Aku adalah anak yang berasal dari desa dan sedang kuliah di salah satu kampus di Jawa Timur.
Jarak yang aku tempuh dari rumah sampai kampus cukup jauh. Jika naik kereta, kurang lebih sekitar sembilan jam dan naik motor sekitar empat jam. Karena jarak rumahku dengan stasiun lumayan jauh dan sering telat naik kereta, aku memutuskan untuk naik motor saja.
Aku kuliah di tempat yang sama dengan teman satu kelasku dulu waktu di MAN, yaitu Diyah dan Alda. Akan tetapi, kosku dan kos temanku berbeda.
Meskipun tempat tinggalnya berbeda, kami sering bertemu dan saling sapa entah itu di kampus maupun di jalan.
Ramadan tahun ini berbeda dengan tahun sebelumnya. Suasana desa tergantikan oleh susana kota. Dulunya berbuka puasa disiapkan orang tua, kini harus memasak sendiri sambil meneteskan air mata. Suara ibu membangunkan sahur telah tiada, hanya suara jam saja yang terdengar di telinga. Terkadang pun tidak sahur karena telat bangun.
Memasuki bulan Ramadan, waktunya anak rantau untuk pulang ke rumah menikmati puasa pertama bersama dengan keluarga. Akan tetapi, aku tidak pulang. Aku lebih memilih menikmati puasa pertamaku di tanah rantau meskipun keluarga di rumah menanyakan. Suasana kos menjadi hening. Parkiran yang awalnya penuh sekitar 15 motor kini hanya tinggal 2, yaitu motorku dan tetangga kamar kosku.
Keesokan harinya adalah hari pertama puasa. Setelah salat tarawih, aku pergi ke kos Alda untuk mengantarnya membeli beras. Saat tiba di sana, kami pun berbincang.
“Kamu gak sedih ta, Wid?” ucap Alda.
“Sedih kenapa, Da? Karena puasa pertama gak di rumah, ya,” tanyaku padanya.
“Iya, biasanya puasa pertama di rumah … sahur di rumah …” jawab Alda.
Biasanya, Alda pulang bareng Diyah. Kini, ia tidak pulang. Jadi, hanya Diyah yang pulang ke rumah sendirian.
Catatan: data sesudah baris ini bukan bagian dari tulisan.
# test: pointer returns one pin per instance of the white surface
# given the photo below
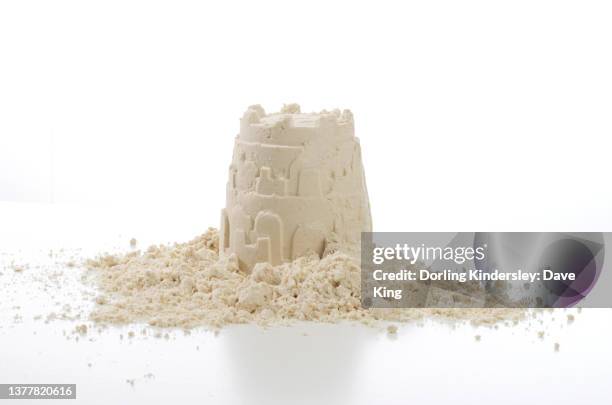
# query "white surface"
(488, 115)
(473, 115)
(307, 363)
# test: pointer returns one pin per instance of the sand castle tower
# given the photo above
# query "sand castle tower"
(296, 185)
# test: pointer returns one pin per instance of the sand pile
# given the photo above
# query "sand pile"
(296, 203)
(189, 284)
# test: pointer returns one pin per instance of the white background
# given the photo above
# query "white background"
(473, 115)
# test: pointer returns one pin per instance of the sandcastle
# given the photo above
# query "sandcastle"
(296, 185)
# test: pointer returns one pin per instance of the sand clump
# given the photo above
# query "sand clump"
(190, 285)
Setelah lama berbincang, waktu sudah cukup malam sekitar 20.30 WIB aku pun berpamitan untuk pulang.
Keesokan hari setelah selesai kuliah aku dan teman-teman saling mengajak untuk berburu takjil dan salat tarawih bersama di masjid belakang kampus. Sekitar jam lima sore, aku pergi ke kos temanku untuk mencari takjil.
Sesampainya, kami langsung bergegas menuju kawasan samping kampus yang di sana banyak sekali orang berjualan. Di tengah-tengah perjalanan, kami asyik ngobrol dan bingung mau membeli apa untuk buka puasa nanti.
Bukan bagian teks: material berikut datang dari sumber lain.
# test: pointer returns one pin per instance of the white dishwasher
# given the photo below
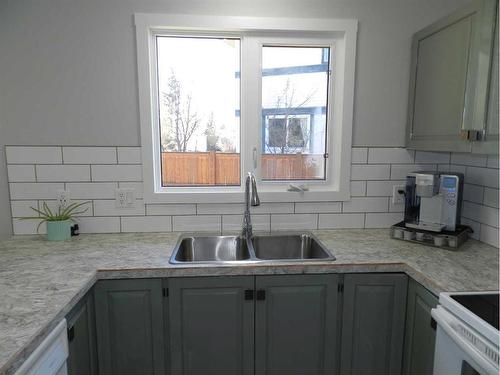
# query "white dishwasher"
(50, 356)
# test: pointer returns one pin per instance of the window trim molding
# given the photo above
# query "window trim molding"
(340, 112)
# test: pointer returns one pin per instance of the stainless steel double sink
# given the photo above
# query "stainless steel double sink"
(280, 247)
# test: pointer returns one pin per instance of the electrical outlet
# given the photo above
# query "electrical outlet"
(398, 198)
(62, 198)
(125, 198)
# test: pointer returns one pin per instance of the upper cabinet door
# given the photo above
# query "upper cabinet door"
(489, 140)
(449, 79)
“Kalian mau beli apa?” ucap Aden.
“Kamu mau beli apa, Wid?” ucap Inna.
Aden dan Inna adalah teman satu kelasku. Kos mereka berada di sekitar belakang kampus.
“Aku beli geprek saja.” jawabku.
Sudah tidak heran lagi apabila ayam geprek menjadi menu andalan anak kos. Setelah selesai membeli takjil, kamu balik ke kos karena sebentar lagi waktunya buka puasa.
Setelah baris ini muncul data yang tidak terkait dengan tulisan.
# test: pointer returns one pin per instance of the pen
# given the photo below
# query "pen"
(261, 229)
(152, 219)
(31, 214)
Di sela-sela berbuka, muncul perbincangan mengenai di mana nanti kami akan mengadakan bukber (buka bersama) dengan teman sekelas.
Setelah selesai makan, kami langsung melaksanakan salat magrib dan kembali berbincang-bincang. Tidak terasa perbincangan tersebut sampai dengan waktu salat isya.
Terdengarlah suara azan yang berkumandang, kami bergegas ambil wudhu lalu berangkat ke masjid untuk salat isya dan salat tarawih. Setelah salat tarawih sambil melipat mukena, aku melihat adik-adik yang sedang duduk melingkar membawa buku untuk meminta tanda tangan ke pak ustaz atau guru ngaji.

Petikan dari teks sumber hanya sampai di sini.